Tuesday, October 15, 2013

Domino’s Pizza Plunges as Earnings Fail to Deliver

Shares of Domino’s Pizza (DPZ) have plunged today after the company failed to deliver what investors had ordered.

Ceci n’est pas une Domino’s Pizza.

MarketWatch has the details:

Domino’s reported a quarterly profit of $30.6 million, or 53 cents a share, up from $26 million, or 44 cents a share, a year earlier. Excluding some tax impacts, the company reported earnings of 51 cents, up from 43 cents.

Revenue rose 6.9% to $404.1 million, as more pizza orders boosted its supply-chain business, and it added 126 new stores globally — nearly all overseas.

Wall Street analysts on average expected a per-share profit of 52 cents on revenue of $403 million, according Thomson Reuters.

Miller Tabak’s Stephen Anderson explains why investors are so gloomy:

DPZ's +5.5% domestic blended comp far outpaced the -1% domestic comp reported by Pizza Hut (owned by Yum! Brands (YUM)) last week, while the company's international units logged their 79th consecutive quarter of positive same-restaurant sales. Nevertheless, we think this is being overlooked in the pre-market by a weaker-than-expected margin that contributed to only the second quarterly earnings miss in the past two years.

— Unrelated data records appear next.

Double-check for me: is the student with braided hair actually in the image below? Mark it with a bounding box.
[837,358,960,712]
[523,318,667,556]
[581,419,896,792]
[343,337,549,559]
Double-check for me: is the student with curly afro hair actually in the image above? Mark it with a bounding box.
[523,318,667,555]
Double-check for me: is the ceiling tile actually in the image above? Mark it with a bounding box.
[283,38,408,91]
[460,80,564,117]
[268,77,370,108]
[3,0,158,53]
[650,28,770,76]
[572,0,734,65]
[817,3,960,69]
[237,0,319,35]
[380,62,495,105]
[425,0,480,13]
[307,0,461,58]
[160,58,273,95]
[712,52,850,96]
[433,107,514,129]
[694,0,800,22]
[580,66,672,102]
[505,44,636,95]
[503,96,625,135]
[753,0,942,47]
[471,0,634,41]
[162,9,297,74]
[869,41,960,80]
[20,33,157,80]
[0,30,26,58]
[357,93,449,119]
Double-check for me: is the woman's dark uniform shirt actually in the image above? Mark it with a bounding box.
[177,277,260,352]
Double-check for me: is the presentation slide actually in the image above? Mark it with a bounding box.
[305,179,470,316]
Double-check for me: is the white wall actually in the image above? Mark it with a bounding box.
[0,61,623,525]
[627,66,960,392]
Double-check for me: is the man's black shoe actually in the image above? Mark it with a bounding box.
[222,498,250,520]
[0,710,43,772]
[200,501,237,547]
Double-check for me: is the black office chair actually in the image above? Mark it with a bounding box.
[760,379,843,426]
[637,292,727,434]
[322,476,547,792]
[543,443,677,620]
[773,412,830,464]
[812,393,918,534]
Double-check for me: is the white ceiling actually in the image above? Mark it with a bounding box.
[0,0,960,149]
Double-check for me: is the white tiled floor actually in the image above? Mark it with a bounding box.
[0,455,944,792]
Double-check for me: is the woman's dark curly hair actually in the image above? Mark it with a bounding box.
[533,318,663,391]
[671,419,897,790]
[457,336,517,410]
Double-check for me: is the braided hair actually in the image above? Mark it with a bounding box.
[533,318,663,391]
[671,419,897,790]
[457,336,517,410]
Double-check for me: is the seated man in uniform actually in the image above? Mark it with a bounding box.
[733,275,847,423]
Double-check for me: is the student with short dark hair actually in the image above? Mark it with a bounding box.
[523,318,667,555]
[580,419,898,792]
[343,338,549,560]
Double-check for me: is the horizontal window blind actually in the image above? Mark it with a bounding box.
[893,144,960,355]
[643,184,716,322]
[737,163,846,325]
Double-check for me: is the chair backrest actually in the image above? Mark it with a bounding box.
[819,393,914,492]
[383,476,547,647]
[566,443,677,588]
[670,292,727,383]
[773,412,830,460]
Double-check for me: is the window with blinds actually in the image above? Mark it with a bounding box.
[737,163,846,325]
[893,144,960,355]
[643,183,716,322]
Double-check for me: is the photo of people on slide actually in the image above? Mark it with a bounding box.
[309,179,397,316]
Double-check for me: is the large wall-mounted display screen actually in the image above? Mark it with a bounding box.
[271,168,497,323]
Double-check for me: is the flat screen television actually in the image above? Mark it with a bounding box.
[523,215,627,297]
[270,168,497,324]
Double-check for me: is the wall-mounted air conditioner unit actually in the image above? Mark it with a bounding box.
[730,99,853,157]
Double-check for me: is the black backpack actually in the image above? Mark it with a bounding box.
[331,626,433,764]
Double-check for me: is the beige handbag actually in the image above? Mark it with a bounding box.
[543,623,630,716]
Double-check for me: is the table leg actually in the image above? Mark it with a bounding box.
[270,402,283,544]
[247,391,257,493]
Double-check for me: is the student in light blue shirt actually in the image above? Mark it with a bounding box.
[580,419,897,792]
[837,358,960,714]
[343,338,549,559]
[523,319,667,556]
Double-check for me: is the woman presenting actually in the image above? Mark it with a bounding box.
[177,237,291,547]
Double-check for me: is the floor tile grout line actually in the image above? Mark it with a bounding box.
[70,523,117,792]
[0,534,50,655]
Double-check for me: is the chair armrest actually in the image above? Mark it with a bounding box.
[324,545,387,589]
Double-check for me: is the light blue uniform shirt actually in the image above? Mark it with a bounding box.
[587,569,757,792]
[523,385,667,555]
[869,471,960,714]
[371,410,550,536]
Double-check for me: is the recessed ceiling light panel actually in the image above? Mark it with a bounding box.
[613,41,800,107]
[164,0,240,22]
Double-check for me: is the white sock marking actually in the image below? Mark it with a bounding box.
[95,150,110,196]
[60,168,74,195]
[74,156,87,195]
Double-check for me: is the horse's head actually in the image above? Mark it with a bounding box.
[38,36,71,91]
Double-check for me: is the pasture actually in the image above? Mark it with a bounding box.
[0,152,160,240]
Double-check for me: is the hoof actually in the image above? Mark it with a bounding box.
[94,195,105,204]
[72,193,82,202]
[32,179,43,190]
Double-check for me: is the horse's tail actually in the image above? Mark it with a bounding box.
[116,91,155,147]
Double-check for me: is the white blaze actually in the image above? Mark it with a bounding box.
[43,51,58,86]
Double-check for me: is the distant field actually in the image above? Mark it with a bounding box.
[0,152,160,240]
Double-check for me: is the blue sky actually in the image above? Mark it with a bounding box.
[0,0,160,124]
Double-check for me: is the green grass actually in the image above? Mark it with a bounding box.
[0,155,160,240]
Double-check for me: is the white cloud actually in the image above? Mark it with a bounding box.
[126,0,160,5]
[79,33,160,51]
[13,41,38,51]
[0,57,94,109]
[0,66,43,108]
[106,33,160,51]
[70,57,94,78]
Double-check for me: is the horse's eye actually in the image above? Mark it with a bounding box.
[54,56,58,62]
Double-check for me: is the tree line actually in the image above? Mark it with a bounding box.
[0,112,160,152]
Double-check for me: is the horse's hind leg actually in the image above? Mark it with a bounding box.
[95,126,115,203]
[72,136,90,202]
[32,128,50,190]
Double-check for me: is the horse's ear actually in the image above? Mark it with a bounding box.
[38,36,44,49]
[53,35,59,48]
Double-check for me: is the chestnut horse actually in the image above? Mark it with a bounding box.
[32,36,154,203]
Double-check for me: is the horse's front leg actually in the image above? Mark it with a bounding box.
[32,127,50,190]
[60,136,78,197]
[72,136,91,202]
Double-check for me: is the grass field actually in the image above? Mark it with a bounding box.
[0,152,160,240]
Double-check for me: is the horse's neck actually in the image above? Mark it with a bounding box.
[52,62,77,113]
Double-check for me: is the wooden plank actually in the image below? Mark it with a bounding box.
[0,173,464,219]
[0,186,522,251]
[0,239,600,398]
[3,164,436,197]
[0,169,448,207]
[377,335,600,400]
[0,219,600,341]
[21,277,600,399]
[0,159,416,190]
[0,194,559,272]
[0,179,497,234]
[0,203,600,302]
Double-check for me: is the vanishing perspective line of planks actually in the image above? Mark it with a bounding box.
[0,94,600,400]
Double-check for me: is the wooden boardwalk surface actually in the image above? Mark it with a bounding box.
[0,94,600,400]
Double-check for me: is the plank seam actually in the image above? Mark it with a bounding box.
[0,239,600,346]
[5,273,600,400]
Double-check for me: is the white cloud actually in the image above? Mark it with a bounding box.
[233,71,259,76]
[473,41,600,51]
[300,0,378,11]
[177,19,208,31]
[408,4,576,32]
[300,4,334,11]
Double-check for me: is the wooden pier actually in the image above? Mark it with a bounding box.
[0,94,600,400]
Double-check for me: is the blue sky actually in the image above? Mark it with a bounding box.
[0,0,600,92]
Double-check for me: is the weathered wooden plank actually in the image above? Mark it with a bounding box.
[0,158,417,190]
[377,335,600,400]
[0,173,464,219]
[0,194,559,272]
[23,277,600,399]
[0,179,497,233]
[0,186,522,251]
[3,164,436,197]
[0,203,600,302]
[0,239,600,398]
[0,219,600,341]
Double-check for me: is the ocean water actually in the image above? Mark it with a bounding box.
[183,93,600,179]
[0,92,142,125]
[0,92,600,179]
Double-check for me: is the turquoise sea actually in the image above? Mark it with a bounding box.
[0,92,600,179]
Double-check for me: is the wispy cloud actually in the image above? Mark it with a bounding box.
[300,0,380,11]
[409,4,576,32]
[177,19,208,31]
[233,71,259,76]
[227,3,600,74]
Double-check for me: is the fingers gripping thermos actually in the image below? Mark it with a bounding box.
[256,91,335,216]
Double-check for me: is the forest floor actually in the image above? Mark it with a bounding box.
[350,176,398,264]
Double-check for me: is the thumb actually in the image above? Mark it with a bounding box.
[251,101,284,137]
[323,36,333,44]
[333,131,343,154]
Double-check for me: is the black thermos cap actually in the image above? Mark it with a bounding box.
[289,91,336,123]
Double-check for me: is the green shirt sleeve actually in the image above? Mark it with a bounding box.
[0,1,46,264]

We still anticipate above-peer same-restaurant sales growth both in the U.S. and overseas, reinvigorated unit growth in the U.S. (helped potentially by a new unit prototype), a more benign food cost environment, and incremental share buybacks will provide support EPS growth of at least 20% in the next two years. However, in light of the 57% year-to-date rally and the 138% gain from the June 2012 low, and as we model more difficult sales comparisons in the U.S. beginning in 4Q13 (lapping the introduction of pan pizza), we prefer to await a more significant pullback in DPZ shares.

Feltl & Co.’s Mark E. Smith–not to be confused with the Fall’s noted curmudgeon–agrees:

DPZ has a strong domestic business that is taking market share from its peers and an international business with ample room for growth over the next several years. We like DPZ's expected earnings growth rate, strong cash flow from the highly franchised business and the geographic diversification with market share gains in most markets. However, trading at 24x our new 2014 EPS estimate, we think the shares are fully valued. We would turn more positive if sales and earnings increased more than we expect or if the shares traded below $57 with no change in
fundamentals.

Shares of Domino’s Pizza have dropped 4.3% to $65.91 today, while Yum has declined 1.1% to $66.24 and Papa John’s International (PZZA) has fallen 1.1% to $71.28.